RIO DE JANEIRO, RJ (FOLHAPRESS) - O esforço do governo para cortar os custos do Censo Demográfico de 2020 gerou uma crise entre o comando do IBGE e trabalhadores do instituto, que reclamam de intervenção federal na escolha do economista Ricardo Paes de Barros para propor medidas de economia.
O governo alega que restrições orçamentárias impedem a liberação dos R$ 3,4 bilhões orçados inicialmente. Indicada pelo presidente Jair Bolsonaro (PSL) para presidir o IBGE, Susana Cordeiro Guerra já determinou um corte de 25% no valor original.
O processo preocupa não só pesquisadores e funcionários do IBGE: uma campanha contra os cortes reunindo entidades de classe ligadas a estatísticos, geógrafos e outras categorias foi lançada e ganhou o reforço de personalidades como o médico Drauzio Varella, colunista da Folha de S.Paulo.
"Só o Censo traz informações de cada cidade, cada bairro do Brasil. Ficar sem o Censo significa não saber quantas crianças vivem em cada bairro de cada cidade para calcular a quantidade de vacinas necessárias", disse Varella, em vídeo da campanha.
Realizado a cada dez anos, o Censo Demográfico é a maior pesquisa do IBGE, que visita cada um dos cerca de 70 milhões de domicílios brasileiros para obter informações sobre as características de seus moradores e suas relações com o trabalho e os serviços essenciais, por exemplo.
Os resultados são usados no planejamento de políticas públicas e para definir a distribuição de recursos do governo federal por meio dos fundos de participação de estados e municípios ou de programas específicos, como o Fundeb (voltado à educação básica).
Não está em debate a realização ou não do Censo 2020, mas o seu tamanho.
A principal linha para se alcançar a almejada economia é a redução do questionário com 149 perguntas, para que os pesquisadores passassem menos tempo nas residências.
Em comunicado à imprensa, o IBGE defendeu que não haverá perda de informações.
Dentro do instituto, porém, há críticas quanto à terceirização da revisão do questionário, que vem sendo desenvolvido internamente ao longo dos dois últimos anos.
"A gente vê isso como uma intervenção, porque tirou do corpo técnico o papel de planejar o questionário", disse Dione Oliveira, dirigente da Assibge (associação que reúne os servidores do instituto).
"O processo normal tem um conjunto de eventos, seminários, consultas públicas, em que se ouvem diversas fontes."
A preparação para o Censo 2020 começou há cerca de dois anos.
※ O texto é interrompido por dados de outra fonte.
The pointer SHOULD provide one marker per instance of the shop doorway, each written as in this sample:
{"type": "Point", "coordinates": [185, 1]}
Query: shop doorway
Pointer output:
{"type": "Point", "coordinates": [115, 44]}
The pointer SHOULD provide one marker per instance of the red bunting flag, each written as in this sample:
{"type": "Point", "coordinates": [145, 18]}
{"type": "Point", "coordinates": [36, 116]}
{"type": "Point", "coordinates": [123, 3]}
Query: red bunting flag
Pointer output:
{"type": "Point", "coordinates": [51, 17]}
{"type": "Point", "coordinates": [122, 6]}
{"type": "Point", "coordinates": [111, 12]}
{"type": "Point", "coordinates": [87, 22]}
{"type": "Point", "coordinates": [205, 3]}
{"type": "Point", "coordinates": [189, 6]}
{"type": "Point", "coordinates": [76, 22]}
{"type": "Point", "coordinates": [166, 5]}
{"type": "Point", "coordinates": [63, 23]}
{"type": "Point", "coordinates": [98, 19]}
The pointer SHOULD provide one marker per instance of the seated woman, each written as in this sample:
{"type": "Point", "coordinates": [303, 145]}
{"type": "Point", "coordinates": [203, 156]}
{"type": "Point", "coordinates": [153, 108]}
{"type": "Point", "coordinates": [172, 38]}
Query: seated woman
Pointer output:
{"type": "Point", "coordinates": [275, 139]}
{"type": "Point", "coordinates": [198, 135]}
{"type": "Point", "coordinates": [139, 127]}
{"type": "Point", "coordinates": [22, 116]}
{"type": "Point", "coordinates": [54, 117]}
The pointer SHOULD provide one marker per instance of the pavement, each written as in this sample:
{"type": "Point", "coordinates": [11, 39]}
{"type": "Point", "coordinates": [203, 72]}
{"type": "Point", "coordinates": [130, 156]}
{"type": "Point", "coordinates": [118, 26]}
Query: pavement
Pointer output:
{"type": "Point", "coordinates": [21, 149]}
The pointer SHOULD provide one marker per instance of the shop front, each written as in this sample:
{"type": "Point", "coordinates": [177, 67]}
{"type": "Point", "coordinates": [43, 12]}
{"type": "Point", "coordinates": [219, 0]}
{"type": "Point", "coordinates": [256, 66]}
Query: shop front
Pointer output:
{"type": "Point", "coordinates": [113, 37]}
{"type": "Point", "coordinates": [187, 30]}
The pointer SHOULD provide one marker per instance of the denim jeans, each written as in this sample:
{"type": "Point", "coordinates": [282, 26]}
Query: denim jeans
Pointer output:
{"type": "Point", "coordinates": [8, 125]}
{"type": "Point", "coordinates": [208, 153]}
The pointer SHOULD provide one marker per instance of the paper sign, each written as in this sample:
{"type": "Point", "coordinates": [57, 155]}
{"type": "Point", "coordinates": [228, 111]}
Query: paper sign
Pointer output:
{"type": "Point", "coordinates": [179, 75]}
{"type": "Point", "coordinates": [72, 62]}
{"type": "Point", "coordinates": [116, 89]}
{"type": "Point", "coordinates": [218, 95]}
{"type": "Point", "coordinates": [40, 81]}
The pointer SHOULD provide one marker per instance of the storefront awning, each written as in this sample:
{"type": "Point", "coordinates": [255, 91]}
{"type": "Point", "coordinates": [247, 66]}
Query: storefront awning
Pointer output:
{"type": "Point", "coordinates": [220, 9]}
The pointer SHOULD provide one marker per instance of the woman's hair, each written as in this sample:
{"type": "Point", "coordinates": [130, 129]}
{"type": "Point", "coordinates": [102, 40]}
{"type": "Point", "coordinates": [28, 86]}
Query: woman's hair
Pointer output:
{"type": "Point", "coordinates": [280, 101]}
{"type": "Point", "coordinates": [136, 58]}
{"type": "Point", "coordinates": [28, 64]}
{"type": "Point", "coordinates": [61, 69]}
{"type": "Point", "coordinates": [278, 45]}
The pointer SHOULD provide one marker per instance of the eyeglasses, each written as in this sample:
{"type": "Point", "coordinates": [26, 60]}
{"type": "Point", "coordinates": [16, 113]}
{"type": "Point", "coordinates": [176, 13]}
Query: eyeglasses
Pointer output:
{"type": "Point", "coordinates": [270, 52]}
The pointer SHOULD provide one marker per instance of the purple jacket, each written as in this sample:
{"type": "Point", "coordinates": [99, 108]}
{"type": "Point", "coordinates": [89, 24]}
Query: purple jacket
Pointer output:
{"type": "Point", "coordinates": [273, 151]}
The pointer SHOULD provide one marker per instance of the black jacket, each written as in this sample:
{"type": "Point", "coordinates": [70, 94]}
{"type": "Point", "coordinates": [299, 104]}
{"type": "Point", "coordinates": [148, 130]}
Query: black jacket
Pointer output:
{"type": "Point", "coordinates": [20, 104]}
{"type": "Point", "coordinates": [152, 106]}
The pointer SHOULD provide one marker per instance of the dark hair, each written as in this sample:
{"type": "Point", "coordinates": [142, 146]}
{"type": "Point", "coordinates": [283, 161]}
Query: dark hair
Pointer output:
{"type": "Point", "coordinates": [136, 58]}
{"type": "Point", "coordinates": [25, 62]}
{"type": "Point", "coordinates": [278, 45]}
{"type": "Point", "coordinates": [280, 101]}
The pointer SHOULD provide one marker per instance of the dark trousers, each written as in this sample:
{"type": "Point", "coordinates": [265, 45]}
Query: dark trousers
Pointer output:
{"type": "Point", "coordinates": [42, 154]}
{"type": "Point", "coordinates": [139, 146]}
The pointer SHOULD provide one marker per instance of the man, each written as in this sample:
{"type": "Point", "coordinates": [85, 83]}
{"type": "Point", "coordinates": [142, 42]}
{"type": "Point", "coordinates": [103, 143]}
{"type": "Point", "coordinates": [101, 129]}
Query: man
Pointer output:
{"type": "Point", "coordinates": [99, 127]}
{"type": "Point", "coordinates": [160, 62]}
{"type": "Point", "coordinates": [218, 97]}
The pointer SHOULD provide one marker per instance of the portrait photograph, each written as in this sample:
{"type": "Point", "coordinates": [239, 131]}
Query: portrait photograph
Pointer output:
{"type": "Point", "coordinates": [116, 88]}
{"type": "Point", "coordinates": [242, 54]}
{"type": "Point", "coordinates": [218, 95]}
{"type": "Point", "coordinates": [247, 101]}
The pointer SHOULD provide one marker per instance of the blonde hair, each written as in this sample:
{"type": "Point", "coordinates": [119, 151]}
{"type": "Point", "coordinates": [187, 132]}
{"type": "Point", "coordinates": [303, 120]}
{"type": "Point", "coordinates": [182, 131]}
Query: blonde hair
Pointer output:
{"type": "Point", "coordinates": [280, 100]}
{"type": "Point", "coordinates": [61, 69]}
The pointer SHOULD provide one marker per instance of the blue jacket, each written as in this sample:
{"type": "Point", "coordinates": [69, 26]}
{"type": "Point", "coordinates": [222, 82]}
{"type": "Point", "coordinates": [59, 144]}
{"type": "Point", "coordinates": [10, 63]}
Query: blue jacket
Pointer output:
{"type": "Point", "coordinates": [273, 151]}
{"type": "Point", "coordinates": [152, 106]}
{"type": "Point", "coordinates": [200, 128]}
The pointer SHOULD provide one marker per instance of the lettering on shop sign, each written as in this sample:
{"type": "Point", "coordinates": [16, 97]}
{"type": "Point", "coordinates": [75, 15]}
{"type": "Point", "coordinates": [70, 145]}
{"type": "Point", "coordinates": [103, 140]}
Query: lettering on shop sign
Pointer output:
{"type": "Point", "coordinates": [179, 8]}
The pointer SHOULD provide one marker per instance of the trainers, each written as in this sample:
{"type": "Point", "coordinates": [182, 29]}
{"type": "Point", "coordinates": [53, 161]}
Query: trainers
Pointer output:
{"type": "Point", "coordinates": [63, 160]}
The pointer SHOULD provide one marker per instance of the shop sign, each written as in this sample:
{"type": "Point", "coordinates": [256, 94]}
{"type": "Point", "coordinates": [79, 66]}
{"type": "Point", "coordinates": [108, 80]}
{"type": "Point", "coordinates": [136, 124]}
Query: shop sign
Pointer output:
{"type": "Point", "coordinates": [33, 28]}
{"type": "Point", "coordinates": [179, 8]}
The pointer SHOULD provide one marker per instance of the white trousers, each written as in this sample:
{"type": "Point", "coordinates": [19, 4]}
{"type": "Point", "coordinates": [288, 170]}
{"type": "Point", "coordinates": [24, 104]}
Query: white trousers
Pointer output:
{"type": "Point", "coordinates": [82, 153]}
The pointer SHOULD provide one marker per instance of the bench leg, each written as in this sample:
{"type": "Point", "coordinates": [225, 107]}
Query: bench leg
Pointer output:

A dificuldade para levantar os recursos já foi tema de alertas e queixas dos dois presidentes anteriores do instituto, Paulo Rabello de Castro e Roberto Olinto.
Porém, como a maior parte dos gastos se dá na coleta dos dados, a missão coube a Cordeiro. Logo em sua posse, o ministro da Economia, Paulo Guedes, avisou que haveria restrições orçamentárias.
"Eu sugiro que sejamos espartanos, façamos uma coisa bem compacta, façamos o essencial. E nós vamos tentar de toda forma ajudar", discursou o ministro, que chegou a sugerir a venda de prédios do IBGE para obter recursos.
No IBGE, o clima é de frustração, nas palavras de um servidor do instituto. Não se sabe ainda que proposta será entregue por Paes de Barros, mas a avaliação é que o corte do questionário pode não ter grande efeito sobre os gastos, mas alto risco de perda de informações importantes.
"Ter uma pessoa externa [coordenando o corte de gastos], que não conhece efetivamente a operação em campo, é bastante temeroso", disse Paulo Jannuzzi, doutor em Demografia e professor da Escola Nacional de Estatísticas do IBGE.
Ex-presidente do IBGE durante o governo Dilma Rousseff, Wasmália Bivar pondera que uma campanha de mobilização da população para receber recenseadores poderia reduzir custos, ao evitar que eles tenham de voltar muitas vezes ao mesmo endereço.
Bivar frisa, porém, que uma operação como o Censo é naturalmente cara.
O planejamento para 2020 prevê a contratação de mais de 250 mil temporários para coletar e processar as informações. "É a maior operação fora de períodos de guerra", afirmou.
Em 2010, a pesquisa foi orçada em R$ 1,6 bilhão --o equivalente hoje a cerca de R$ 2,8 bilhões. Quase dois terços do valor foi usado para pagar 190 mil recenseadores. O IBGE não respondeu ao pedido de entrevista sobre o tema.